Insieme alla drammaticità dello stupro, Virginie dedica molte pagine alla libera prostituzione vista come atto di emancipazione femminile: “Ciò che disturba la morale nel sesso a pagamento non è che la donna non ne tragga piacere, ma che si allontani dal nucleo famigliare e si guadagni i suoi soldi.” È partendo da questa affermazione che Virginie ci racconta della sua vita da prostituta, di quanto sia stato difficile smettere questa attività considerata terribile dalla società, ma che permette di guadagnare molti soldi con poco sforzo.
È giusto che una donna decida liberamente: ogni parte del corpo di un individuo è sua ed è giusto che ne faccia ciò che vuole. Allo stesso modo, un individuo che decide autonomamente di prostituirsi ha la possibilità di emanciparsi scegliendo il proprio partner e decidendo come portare avanti il rapporto sessuale; può dire semplicemente di no se non vuol fare questo o quello, e la donna sarebbe portata alla piena autonomia grazie al suo potere decisionale.

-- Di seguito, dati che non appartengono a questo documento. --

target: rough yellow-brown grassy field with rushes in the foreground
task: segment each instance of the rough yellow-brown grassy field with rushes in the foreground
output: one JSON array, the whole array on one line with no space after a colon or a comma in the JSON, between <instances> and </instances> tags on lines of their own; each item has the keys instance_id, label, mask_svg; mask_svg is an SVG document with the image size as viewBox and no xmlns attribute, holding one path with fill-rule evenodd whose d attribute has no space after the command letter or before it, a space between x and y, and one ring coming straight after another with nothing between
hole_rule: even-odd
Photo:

Per secoli molti uomini hanno creduto che il sesso fosse una prerogativa esclusivamente maschile, che la donna non tragga da questa azione un piacere pari a quello del maschio.
Non è mai stata creata un’educazione sessuale per le donne, che si sono ritrovate a dover vendere se stesse solamente in quanto oggetti.

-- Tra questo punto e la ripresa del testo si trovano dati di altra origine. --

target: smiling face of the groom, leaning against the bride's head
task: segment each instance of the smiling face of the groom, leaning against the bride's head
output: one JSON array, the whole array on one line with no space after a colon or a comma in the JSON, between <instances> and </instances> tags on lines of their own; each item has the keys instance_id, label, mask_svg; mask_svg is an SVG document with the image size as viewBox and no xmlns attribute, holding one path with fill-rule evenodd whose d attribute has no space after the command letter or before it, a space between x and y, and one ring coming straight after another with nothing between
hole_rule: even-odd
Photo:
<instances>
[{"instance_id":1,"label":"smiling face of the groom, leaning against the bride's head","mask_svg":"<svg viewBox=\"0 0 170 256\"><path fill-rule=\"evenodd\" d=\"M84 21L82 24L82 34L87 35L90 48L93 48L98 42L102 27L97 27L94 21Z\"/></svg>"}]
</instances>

In King Kong Girl la Despentes non parla solo di emancipazione della donna, ma anche di emancipazione maschile.
Che cosa significa essere un uomo, uno vero? Reprimere le emozioni, non mostrare la propria vulnerabilità, “vergognarsi della propria delicatezza (…) indossare abiti di colori spenti, portare sempre le stesse scarpe goffe, non giocare con i propri capelli, non portare troppi anelli, braccialetti eccetera, non truccarsi. Dover fare il primo passo, sempre. (…) Dar prova di aggressività. Temere la propria omosessualità perché un uomo non deve essere penetrato.”
Spesso capita di incorrere in discussioni del tipo: “No, ma il femminismo è roba per donne!”.
No. Femminista è chiunque creda nella parità dei diritti inviolabili dell’umanità, e che quindi pensi sia giusto che anche un uomo possa piangere, indossare i tacchi o non saper fare a pugni.

King Kong Girl è femminismo puro e la Despentes, alla fine, vuole semplicemente spiegare cosa comporta essere un uomo o una donna femminista.
È una lettura breve ed intensa di quella rivoluzione culturale che molti di noi portano avanti e che non posso non fare a meno di consigliare a tutti. È un’opera scritta con uno stile che potrebbe essere considerato volgare, ma che io ritengo sia perfetto per interiorizzare la storia di un individuo che ogni giorno, con il suo lavoro, lotta per tutti, non solo per le donne.